You are viewing a plain text version of this content. The canonical link for it is here.

Posted to user@accumulo.apache.org by Denis <de...@camfex.cz> on 2013/05/25 19:44:10 UTC

TableOperations.getSplits and location information

Hi

Is there any reason why TableOperations.getSplits() does not expose
the location information (the information about tablet-to-tserver
correspondence) ?
It has this information internally and then just drops it.

This information can be useful to perform scans a bit smarter (to
maximize parallelism while avoiding overloading a single tserver) and
it also can be provided to Spark RDD.

Yes, I can call MetadataTable.getEntries() instead of
TableOperations.getSplits(), but, first, this API looks more
'internal' and, second, it needs the copy of credentials, thus making
the credential management a bit complicated.

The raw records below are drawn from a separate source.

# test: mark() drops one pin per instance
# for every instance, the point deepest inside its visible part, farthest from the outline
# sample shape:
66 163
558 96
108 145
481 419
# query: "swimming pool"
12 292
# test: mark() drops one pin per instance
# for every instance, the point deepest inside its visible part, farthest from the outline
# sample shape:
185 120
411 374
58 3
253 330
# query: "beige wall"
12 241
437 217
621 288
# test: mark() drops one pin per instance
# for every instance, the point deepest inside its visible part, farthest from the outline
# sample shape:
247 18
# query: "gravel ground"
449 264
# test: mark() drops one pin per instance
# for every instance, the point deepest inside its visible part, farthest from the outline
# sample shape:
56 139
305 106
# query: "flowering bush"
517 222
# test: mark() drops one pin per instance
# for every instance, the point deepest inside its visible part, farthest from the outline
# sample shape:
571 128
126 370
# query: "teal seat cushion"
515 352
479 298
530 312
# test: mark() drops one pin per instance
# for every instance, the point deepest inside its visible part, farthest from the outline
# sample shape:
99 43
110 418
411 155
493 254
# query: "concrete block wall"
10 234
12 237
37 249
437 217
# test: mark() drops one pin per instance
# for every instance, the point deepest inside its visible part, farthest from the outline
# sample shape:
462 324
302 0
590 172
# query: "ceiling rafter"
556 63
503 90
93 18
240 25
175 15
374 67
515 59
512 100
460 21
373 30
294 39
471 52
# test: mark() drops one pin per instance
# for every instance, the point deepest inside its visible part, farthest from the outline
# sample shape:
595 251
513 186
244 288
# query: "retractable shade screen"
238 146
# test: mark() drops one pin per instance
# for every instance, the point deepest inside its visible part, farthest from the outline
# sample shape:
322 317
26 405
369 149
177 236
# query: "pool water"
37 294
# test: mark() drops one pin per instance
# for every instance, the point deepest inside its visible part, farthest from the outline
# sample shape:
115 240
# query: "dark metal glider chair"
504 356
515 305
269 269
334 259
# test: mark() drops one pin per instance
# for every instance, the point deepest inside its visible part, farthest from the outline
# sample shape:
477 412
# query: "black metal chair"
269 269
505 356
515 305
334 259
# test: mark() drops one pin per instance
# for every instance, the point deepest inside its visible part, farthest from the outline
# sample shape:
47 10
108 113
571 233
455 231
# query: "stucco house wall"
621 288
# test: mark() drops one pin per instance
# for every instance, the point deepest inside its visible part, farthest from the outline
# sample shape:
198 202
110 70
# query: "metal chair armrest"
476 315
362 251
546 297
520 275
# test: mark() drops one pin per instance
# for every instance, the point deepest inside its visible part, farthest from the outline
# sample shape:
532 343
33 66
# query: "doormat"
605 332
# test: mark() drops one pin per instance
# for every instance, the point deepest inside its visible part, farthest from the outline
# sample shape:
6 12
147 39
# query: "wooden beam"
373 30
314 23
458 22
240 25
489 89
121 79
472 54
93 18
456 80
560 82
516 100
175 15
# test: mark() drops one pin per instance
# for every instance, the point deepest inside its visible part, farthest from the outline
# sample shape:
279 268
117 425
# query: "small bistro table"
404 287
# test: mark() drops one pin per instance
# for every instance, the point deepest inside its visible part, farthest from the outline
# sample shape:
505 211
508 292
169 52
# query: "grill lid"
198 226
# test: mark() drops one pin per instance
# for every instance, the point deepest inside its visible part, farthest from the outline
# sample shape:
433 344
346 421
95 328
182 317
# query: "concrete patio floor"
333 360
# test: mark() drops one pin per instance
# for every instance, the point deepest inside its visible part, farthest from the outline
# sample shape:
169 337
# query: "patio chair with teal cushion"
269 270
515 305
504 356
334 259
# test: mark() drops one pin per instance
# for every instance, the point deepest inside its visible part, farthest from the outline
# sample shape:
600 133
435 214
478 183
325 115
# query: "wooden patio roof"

Re: TableOperations.getSplits and location information

Posted by Christopher <ct...@apache.org>.

Mainly it doesn't because, when the API was added, that was not a
requirement. If another API, to inquire about locality, would be
useful, feel free to create a new feature ticket in JIRA to argue in
favor of such a feature, or submit a patch:
https://issues.apache.org/jira/browse/ACCUMULO

--
Christopher L Tubbs II
http://gravatar.com/ctubbsii


On Sat, May 25, 2013 at 1:44 PM, Denis <de...@camfex.cz> wrote:
> Hi
>
> Is there any reason why TableOperations.getSplits() does not expose
> the location information (the information about tablet-to-tserver
> correspondence) ?
> It has this information internally and then just drops it.
>
> This information can be useful to perform scans a bit smarter (to
> maximize parallelism while avoiding overloading a single tserver) and
> it also can be provided to Spark RDD.
>
> Yes, I can call MetadataTable.getEntries() instead of
> TableOperations.getSplits(), but, first, this API looks more
> 'internal' and, second, it needs the copy of credentials, thus making
> the credential management a bit complicated.